Are you still acting Mr Daniel Day Lewis? Any new movies coming
Make a video on how to make any deepseek model quantized
I got it running on a TITAN X Pascal of course it will I even run it in my application
I just turn deepseek on my macbook pro of mid 2017 with the badest intel CPU
i got 32b running on my M2 granted it's slow as balls but if i close almost everything it'll run, 14b is almost usable and anything lower runs like the wind,
looking at your memory usage is bizarre, maybe i don't have context windows setup but my 7700xt can also run 14b but not 32b, and my mac has 24gb of ram letting it pull 32b
nvm i have quantised versions of da models
Even a phone can run 1.5-7 b
Same here, but my Ollama Deepseek did not have any problems with the questions either, so wierd that his did not even could answer the strawberry question correct :)
no deepseek can not run on a rtx 5090 but on a raspberry pi
i can run 7B on my 3070 pretty well, so why pay more
Intel b580 24gb with zluda
no, you can't.
the distills are not "versions" of the model.
They are hybrids of R1 and other models (either Llama or Qwen depending on the one you download), their weights containing information from both models they were created from. I don't think it is unreasonable to say something like DeepSeek R1 Qwen Distill is a "version of R1," and equally I would not think it is very unreasonable to say it is a "version of Qwen," both statements are true since it's a hybrid of the two. It is being oddly nitpicky to try and fight against this.
@@amihartz sure but it cannot be compared to the real R1, they are not the same model.
You are correct, but 99.9% just can't grasp that the distilled models are qwen or llama. Heck, it even states the arch in this video a such and people still think it's R1. Notice the other one in this thread yapping about it being a hybrid, etc. Sigh.
@ They are objectively not Qwen or Llama, this is easy to prove just by doing the "diff" command between the models, you will see they are different. The models are R1 Qwen Distill and R1 Llama Distill, not Qwen or Llama, nor are they R1. You are spreading provably false misinformation.
@ they are qwen and llama based, yes the weights have been changed but it does not matter.
if you do a distance analysis they are very very close.
hum...maybe two Radeon RX 9070 XT can run better more
So you bought a 5090 from the scalpers just to run DeepSeek distilled models locally, not gaming? Seriously?
Why is that an issue?
5090s are better suited at AI workloads than they are at gaming. Like what game even needs anything close to 32GB of vram? 😂 Most games use between 8GB to 12GB, with only a very select few that even use 16GB, which usually involves full path tracing. The 5090 is literally using a binned GB202 die used in AI workstations.

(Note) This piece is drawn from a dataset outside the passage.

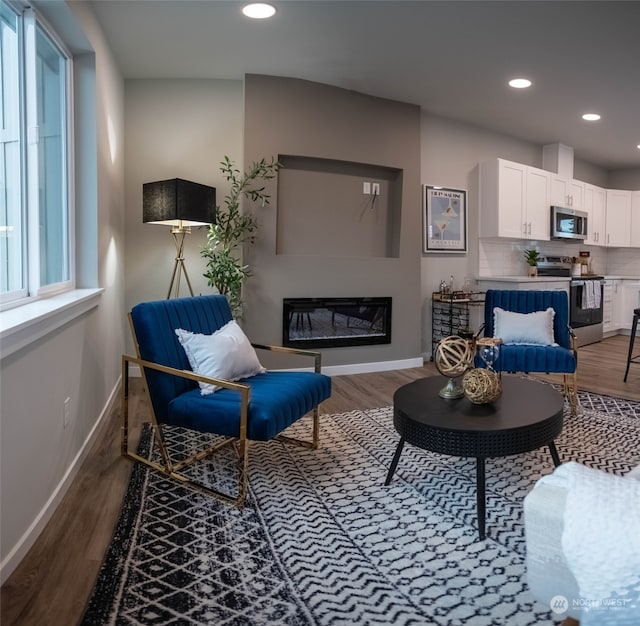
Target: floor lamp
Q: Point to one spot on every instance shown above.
(180, 204)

its so annoying that Nvidia crashed because deepseek r1, a highly hallucinating copy of a copy (trained by gpts outputs), benchmarked alongside gpt
why sell Nvidia? you can run it on M2s? cool that means you can run it better with 5090s
Nvidia is down 600 billion for what?
It'll probably trickle back up. It's investor panic by people who aren't really informed about technology and the implications of certain things.
I do think NVIDIA is pretty risky though. I think if it takes AI too long to become profitable, people will pull out.
It's not about nvidea consumer GPUs , it's about the fact that it was trained with a lot fewer nvidea GPUs than people expected. The primary reason Nvidea is valued is for the GPUs they use for training
@@randomseer This. If companies are telling investors they need, say, 2 million GPU's to run ChatGPT but an alternative comes along that shows you only need 1/10th of those, well, then the demand for said GPUs might be a lot less than the 2 million.... That and the fact that smaller models that are just as accurate can run on competitors' products (say AMD gpu's or Apple M series stuff) means that demand for Nvidia might actually be even lower. Lower than forcasted demand means with alternatives might mean that the moat Nvidia has is non-existant. Those could be the reasons Nvidia dropped.